Mianwali Express

Overview
- Service type: Inter-city rail
- First service: 2019
- Current operator: Pakistan Railways

Route
- Termini: Lahore Junction Mari Indus
- Stops: 13
- Distance travelled: 466 kilometres (290 mi)
- Average journey time: 9 hours
- Service frequency: Daily
- Train numbers: 147UP (Lahore→Mari Indus) 148DN (Mari Indus→Lahore)

On-board services
- Classes: Economy Class AC Standard
- Seating arrangements: Available
- Sleeping arrangements: Available
- Baggage facilities: Available

Technical
- Track gauge: 1,676 mm (5 ft 6 in)
- Track owner: Pakistan Railways

= Mianwali Express =

Mianwali Express is a passenger train operated daily by Pakistan Railways between Lahore and Mari Indus. The trip takes approximately 9 hours to complete its journey of 466 km traveling along a stretch of the Karachi–Peshawar Railway Line, Shahdara Bagh–Sangla Hill Branch Line, Khanewal–Wazirabad Branch Line, Chak Jhumra-Kundian Branch Line, Kotri–Attock Railway Line and Daud Khel–Lakki Marwat Branch Line.

== History ==
This train was suspended in 1990s, due to unknown reasons. Mianwali Express was inaugurated by the then Prime Minister of Pakistan Imran Khan on 19 July 2019 at Mianwali Railway Station.

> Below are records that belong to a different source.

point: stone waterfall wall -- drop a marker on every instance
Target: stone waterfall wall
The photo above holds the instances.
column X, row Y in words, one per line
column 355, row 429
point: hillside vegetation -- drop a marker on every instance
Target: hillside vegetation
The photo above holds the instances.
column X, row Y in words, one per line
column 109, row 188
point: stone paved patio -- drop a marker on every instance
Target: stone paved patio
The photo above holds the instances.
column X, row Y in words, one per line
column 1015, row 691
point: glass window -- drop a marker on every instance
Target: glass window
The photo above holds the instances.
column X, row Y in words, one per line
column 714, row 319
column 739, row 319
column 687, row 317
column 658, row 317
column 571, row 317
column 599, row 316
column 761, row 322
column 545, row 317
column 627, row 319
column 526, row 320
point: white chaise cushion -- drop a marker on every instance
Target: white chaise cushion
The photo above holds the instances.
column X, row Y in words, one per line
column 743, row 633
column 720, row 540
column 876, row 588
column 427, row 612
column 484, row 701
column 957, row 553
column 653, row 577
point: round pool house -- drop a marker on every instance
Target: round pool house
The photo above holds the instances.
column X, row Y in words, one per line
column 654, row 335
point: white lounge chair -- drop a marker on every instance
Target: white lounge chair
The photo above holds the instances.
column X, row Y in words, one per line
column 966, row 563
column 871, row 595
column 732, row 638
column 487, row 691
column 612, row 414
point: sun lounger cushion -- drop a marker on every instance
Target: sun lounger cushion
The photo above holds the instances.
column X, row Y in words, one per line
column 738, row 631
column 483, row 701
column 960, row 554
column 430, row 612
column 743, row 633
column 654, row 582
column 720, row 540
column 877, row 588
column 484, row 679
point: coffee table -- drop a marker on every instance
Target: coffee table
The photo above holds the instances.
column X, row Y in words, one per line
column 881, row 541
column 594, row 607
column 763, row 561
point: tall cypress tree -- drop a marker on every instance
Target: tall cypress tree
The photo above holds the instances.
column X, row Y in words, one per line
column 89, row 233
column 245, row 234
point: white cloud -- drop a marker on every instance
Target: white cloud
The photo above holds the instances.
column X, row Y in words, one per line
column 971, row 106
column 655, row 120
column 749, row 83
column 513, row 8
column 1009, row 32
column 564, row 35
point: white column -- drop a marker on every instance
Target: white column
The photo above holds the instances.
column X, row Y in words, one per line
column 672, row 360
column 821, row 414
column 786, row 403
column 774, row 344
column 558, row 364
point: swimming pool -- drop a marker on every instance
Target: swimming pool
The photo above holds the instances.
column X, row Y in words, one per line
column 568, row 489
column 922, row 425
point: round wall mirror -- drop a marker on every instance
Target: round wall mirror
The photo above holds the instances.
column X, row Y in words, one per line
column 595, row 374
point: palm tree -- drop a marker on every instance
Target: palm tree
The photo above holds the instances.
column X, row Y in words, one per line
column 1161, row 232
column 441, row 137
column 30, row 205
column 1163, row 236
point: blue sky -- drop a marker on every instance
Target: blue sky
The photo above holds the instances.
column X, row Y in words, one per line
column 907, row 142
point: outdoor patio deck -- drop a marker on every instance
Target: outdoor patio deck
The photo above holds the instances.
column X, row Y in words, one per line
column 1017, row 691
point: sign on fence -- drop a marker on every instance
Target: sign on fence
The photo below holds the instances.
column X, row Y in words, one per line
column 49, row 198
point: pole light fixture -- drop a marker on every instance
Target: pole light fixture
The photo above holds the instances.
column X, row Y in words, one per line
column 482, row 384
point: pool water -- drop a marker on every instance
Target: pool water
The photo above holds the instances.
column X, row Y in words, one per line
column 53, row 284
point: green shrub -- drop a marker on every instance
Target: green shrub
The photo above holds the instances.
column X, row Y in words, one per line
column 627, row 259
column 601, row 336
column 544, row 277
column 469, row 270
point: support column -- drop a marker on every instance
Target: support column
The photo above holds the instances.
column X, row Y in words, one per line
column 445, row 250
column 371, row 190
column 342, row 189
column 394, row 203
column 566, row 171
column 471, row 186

On 25 November 2021, the train was outsourced to SSR Group.. Currently, the train is running under Pakistan Railways management.

== Route ==
- Lahore Junction–Shahdara Bagh Junction via Karachi–Peshawar Railway Line
- Shahdara Bagh Junction–Sangla Hill Junction via Shahdara Bagh–Sangla Hill Branch Line
- Sangla Hill Junction–Chak Jhumra Junction via Khanewal–Wazirabad Branch Line
- Chak Jhumra Junction–Kundian Junction via Chak Jhumra–Kundian Branch Line
- Kundian Junction–Daud Khel Junction via Kotri–Attock Railway Line
- Daud Khel Junction–Mari Indus via Daud Khel–Lakki Marwat Branch Line

== Station stops ==

- Lahore Junction
- Shahdara Bagh Junction
- Qila Sheikhupura Junction
- Sangla Hill Junction
- Chiniot
- Shahinabad Junction
- Sargodha Junction
- Khushab Junction
- Quaidabad
- Wanbhachran
- Kundian Junction
- Mianwali
- Pai Khel
- Daud Khel Junction
- Mari Indus

== Equipment ==
Mianwali Express offers AC Standard and Economy Class seating.